La secte : structure dogmatique de type étatique.

Jean Pierre Jougla, Avoué, administrateur de l’UNADFI.

La secte quelle que soit sa taille peut être considérée comme une structure dogmatique de type étatique.

La secte est un véritable « micro Etat » organisé et administré littéralement par un gouvernement qui lui est propre. Cette dimension, qui n’apparaît pas au premier abord, sauf dans quelques sectes comme la secte japonaise « Aoum de la vérité suprême », secte connue pour avoir utilisé criminellement le gaz sarin dans le métro de Tokyo, qui était allée jusqu’à constituer son propre gouvernement, devient évidente si l’on analyse de façon approfondie le mode de fonctionnement réel de l’institution sectaire.

Structure étatique car la secte possède tous les attributs constitutifs d’un Etat ce qui légitime aux yeux des adeptes d’une part la souveraineté du gourou et d’autre part sa prévalence sur la société profane.

Ces attributs régaliens s’articulent autour de quelques notions :

– Des pouvoirs gouvernementaux
Tout citoyen sait, depuis Montesquieu, la garantie que représente pour le respect des libertés la séparation des pouvoirs législatifs, exécutifs et judiciaires.
Or, le gourou cumule entre ses mains ces trois pouvoirs constitutifs de tout groupe social, en vue de posséder la souveraineté absolue sur la micro société qu’est la secte.
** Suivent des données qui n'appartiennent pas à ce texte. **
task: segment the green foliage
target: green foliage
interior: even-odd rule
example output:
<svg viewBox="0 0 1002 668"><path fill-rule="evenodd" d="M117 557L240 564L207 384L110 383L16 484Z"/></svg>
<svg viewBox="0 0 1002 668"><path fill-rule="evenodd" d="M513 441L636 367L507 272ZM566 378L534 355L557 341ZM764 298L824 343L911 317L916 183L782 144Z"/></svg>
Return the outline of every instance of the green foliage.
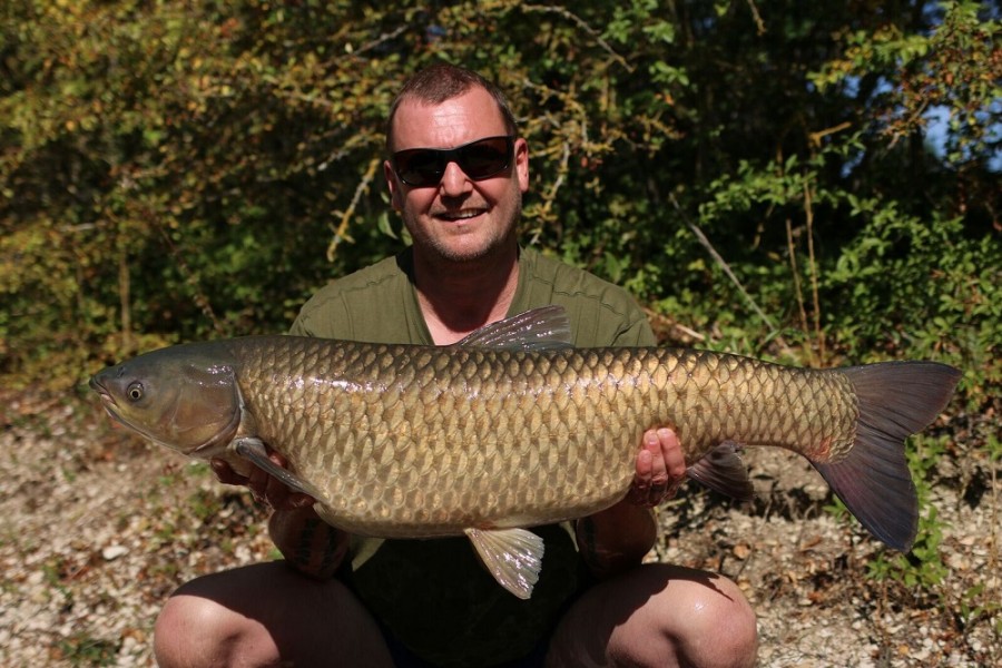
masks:
<svg viewBox="0 0 1002 668"><path fill-rule="evenodd" d="M384 117L444 59L511 97L532 156L523 243L689 333L669 337L941 360L964 371L955 405L998 414L990 3L22 0L0 19L4 385L284 331L330 277L395 252ZM922 480L940 448L910 452ZM920 534L918 567L873 574L934 586L934 512Z"/></svg>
Législatif : le gourou, générateur des normes internes, édicte ses propres lois qui vont, selon les sectes être plus ou moins élaborées. De surcroît, le système législatif sectaire dénie à la loi de la société toute valeur.

Exécutif : Le gourou se charge lui-même d’appliquer ses lois à l’intérieur du groupe qu’il dirige.

Judiciaire : c’est le gourou lui-même qui sanctionne tout manquement à la norme.

– Un territoire soit réel et cadastralement délimité, soit symbolique c’est-à-dire alors un lieu « énergétique », « vibratoire », dont la pureté est à protéger derrière des frontières devenant peu à peu pour l’adepte des murs d’enfermement.

– Un peuple constitué par le groupe d’adeptes cimenté autour d’une conviction élitiste.

– Un leader, le gourou qui est le chef omniscient, omnipotent, omniprésent et ce qu’il soit vivant ou mort.

Au nombre de ces éléments constitutifs des attributs régaliens de ces micro Etats, on peut trouver selon les sectes :

– Une langue propre (une novlangue orwéllienne) ;
– Un état civil (chaque adepte reçoit un nouveau nom)
– Une filiation et une généalogie, souvent fondées sur des liens karmiques
– Un système éducatif pour les enfants
– Un enseignement pour les adeptes adultes
– Un système médical
– Une histoire mythique collective distribuant à chacun un rôle prédestiné incluant l’hagiographie du gourou
– Une esthétique stéréotypée la plupart du temps d’une pauvreté affligeante
– Une culture (stérilisée et stérilisante)

Cette structure étatique hégémonique que constitue la secte contemporaine est dirigée par une autorité absolue auto proclamée, le gourou, qui se dit investi d’une connaissance « supérieure », chargé d’une « mission divine » pour laquelle il s’est incarné sur terre. Cette autorité dirigeante est non contrôlée puisqu’elle ne connaît aucun contre pouvoir intérieur rendu impossible du fait de la confusion des pouvoirs entre les mains du gourou. Cette absence de séparation des pouvoirs à l’intérieur du groupe sectaire (législatif, exécutif et judiciaire) fait du gourou un leader totalitaire incontesté et incontestable. C’est ce pouvoir absolu, exercé par une seule personne, qui caractérise une des principales composantes de la notion de gourou et de secte.
Mais la structure étatique hégémonique que constitue la secte ne pourrait exister si le groupe qu’elle dirige n’était mu par un projet utopique. Le projet utopique sectaire, véritable ciment groupal, fait croire à chaque adepte qu’après avoir éradiqué l’impur, le bien (la secte) gagnera sur le mal (le monde extérieur incroyant). Alors pourra commencer la réalisation du paradis sur terre dans lequel ne subsisteraient plus que les élus choisis par la secte.
Ce projet utopique a pour objectif la création d’un « surhomme idéal », sans ego, doté de pouvoirs supra humains (visant à imiter ceux que prétend posséder le gourou) et capable d’exécuter à la perfection les consignes supérieures (ne plus exister que comme pseudopode du système central) pour servir l’idéal enseigné par le gourou.
Ce projet utopique a également pour objectif la création d’une société fantasmée que le gourou, « dieu » incarné sur terre, régente. Il s’agit d’une société idéale, de type science fiction, organisée selon un modèle prédéterminé composé de sujets dociles, obéissants et robotisés qui appliqueront à la lettre les fantasmes édictés par le gourou.